Gardners’ Market Sundriesmen, 149 Commercial St, London E1 6BJ (6:30am – 2:30pm, Monday to Friday)
You may like to read these other stories about Gardners Market Sundriesmen
Paul Gardner, Paper Bag Seller
At Gardners’ Market Sundriesmen
Joan Rose at Gardners’ Market Sundriesmen
What a treat. Loved reading this post. Like the portrait with the paper hat, fab.
Just love the bag illustrations!
How can something as simple as a paper bag be so interesting, yet it is. Another lovely slice of social history. Thank you Gentle Author.
My husband John Gardner, reading this over my shoulder,and wondering if there is any connection between this family of Gardners and his. His father’s family all lived in Beaumont Square, Stepney, up until the 1930’s. His great grandfather, and grandfather were in the Print Trade. Although his great,great grandfather was a Tailor, and originally came from Exeter , Devon. Coming to London in the early 1800’s.
Family History is so fascinating, and I spend many an hour delving into my and my husband’s Ancestors.
Fantastic illustrations. I’ve been looking for unusual motifs for an embroidery project. I believe I may have just found the perfect pictures.

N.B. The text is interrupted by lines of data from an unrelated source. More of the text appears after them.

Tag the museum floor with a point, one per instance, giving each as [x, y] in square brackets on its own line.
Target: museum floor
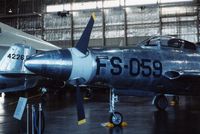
[141, 116]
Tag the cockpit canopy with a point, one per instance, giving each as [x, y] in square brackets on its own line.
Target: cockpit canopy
[168, 41]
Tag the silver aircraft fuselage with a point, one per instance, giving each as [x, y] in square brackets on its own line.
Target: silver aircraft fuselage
[160, 65]
[144, 69]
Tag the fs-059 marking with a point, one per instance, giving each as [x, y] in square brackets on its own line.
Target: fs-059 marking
[135, 66]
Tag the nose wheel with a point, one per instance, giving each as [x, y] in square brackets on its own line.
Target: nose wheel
[161, 102]
[116, 118]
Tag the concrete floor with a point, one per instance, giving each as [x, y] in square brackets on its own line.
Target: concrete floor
[141, 116]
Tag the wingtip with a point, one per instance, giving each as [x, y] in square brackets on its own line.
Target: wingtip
[94, 16]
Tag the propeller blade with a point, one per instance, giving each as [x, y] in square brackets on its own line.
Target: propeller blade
[83, 42]
[79, 104]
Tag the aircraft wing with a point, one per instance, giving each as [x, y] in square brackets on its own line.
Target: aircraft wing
[173, 75]
[10, 36]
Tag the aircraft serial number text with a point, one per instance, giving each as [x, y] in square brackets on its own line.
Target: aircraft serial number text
[16, 56]
[135, 66]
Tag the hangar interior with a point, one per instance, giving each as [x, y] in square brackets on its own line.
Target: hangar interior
[118, 23]
[123, 22]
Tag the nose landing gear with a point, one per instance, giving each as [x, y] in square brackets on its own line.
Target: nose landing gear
[116, 118]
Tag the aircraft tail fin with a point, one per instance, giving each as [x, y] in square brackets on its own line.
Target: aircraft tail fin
[13, 61]
[83, 42]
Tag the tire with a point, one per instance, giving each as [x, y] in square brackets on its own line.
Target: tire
[161, 102]
[116, 118]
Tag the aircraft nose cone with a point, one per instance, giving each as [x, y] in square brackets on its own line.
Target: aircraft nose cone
[53, 64]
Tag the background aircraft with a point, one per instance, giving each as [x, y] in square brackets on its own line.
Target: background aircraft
[159, 65]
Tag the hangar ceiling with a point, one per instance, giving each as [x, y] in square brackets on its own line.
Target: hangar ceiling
[124, 23]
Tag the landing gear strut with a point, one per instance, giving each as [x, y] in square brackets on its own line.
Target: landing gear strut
[161, 102]
[115, 117]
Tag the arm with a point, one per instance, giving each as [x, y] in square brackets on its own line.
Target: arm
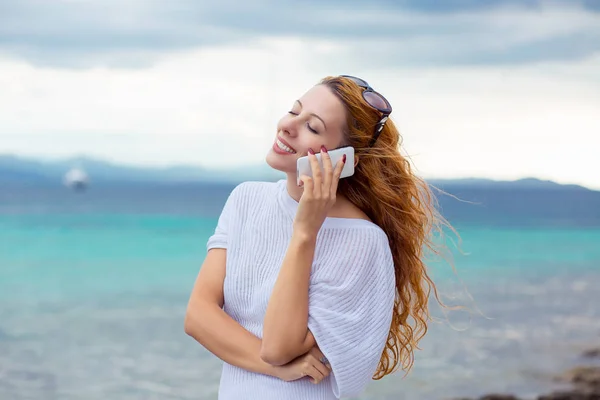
[208, 324]
[285, 327]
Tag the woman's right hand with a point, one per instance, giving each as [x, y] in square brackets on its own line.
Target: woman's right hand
[308, 364]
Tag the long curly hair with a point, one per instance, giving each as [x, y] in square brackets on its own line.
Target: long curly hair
[385, 188]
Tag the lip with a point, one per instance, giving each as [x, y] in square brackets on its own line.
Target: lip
[280, 151]
[286, 143]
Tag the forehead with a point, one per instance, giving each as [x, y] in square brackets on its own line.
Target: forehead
[321, 101]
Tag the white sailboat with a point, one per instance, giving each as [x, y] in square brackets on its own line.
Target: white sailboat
[76, 179]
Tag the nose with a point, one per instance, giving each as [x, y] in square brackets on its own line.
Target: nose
[289, 127]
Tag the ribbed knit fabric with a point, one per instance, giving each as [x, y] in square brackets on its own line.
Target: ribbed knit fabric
[351, 295]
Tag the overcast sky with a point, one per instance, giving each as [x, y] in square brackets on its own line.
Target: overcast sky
[499, 89]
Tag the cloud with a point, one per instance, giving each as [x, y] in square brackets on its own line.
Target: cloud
[134, 34]
[217, 106]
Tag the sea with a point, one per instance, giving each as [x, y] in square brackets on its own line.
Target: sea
[94, 287]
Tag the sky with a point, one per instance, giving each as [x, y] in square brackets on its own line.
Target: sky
[495, 89]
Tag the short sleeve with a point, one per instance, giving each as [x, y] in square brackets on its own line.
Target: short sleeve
[219, 238]
[350, 311]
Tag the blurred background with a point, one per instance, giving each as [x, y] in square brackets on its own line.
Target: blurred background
[124, 125]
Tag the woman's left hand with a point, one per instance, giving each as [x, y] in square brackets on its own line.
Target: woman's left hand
[319, 194]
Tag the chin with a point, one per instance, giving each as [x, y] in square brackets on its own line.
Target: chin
[280, 162]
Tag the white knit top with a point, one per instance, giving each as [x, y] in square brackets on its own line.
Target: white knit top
[351, 295]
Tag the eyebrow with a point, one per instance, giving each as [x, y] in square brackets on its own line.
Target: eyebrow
[314, 115]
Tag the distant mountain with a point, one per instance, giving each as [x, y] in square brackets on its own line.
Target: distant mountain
[462, 201]
[16, 169]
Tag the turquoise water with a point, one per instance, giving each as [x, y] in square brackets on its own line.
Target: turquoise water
[92, 304]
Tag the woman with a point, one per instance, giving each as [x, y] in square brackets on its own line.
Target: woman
[310, 291]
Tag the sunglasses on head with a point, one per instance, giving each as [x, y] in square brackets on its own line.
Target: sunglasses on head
[375, 100]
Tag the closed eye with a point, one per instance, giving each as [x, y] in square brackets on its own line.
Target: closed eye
[310, 128]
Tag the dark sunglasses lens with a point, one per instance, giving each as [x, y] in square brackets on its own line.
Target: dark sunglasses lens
[358, 81]
[375, 100]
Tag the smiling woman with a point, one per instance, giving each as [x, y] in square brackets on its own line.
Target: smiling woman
[310, 291]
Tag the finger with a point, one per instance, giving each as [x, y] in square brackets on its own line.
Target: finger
[324, 369]
[327, 169]
[337, 172]
[317, 174]
[322, 360]
[307, 182]
[314, 373]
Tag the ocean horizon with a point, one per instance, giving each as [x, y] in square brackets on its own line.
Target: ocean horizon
[94, 287]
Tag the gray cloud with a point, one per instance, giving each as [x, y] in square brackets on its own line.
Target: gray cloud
[134, 33]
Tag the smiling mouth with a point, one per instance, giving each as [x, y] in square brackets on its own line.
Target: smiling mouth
[281, 144]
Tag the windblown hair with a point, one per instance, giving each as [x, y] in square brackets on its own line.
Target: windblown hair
[385, 188]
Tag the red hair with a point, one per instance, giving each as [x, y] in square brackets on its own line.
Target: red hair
[386, 189]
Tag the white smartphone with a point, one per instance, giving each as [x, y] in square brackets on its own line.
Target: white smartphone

I love the print designs for the bags. They remind of things from my 60s childhood, when the main street round the corner from my house had every type of shop you could think of. Now it’s all hairdressers, nail bars and beauticians, with only a couple of bakers shops left. If you want a greengrocers, fishmongers or butchers you have to catch a bus into town 🙁
Lovely post and illustrations, and all that history thrown in. Also a great photo of Paul at the top – is it a paper bag or a cardboard box that’s been made into such a fine three cornered hat?
In the late 40s,early 50s I worked for a jeweller in Roman Rd Bow,I used to visit a Gold and Silver platers shop inOld Montague St ,a father and son business and the old father always wore a brown paper bag fitting snugly on his head as a protective hat against polishing dust.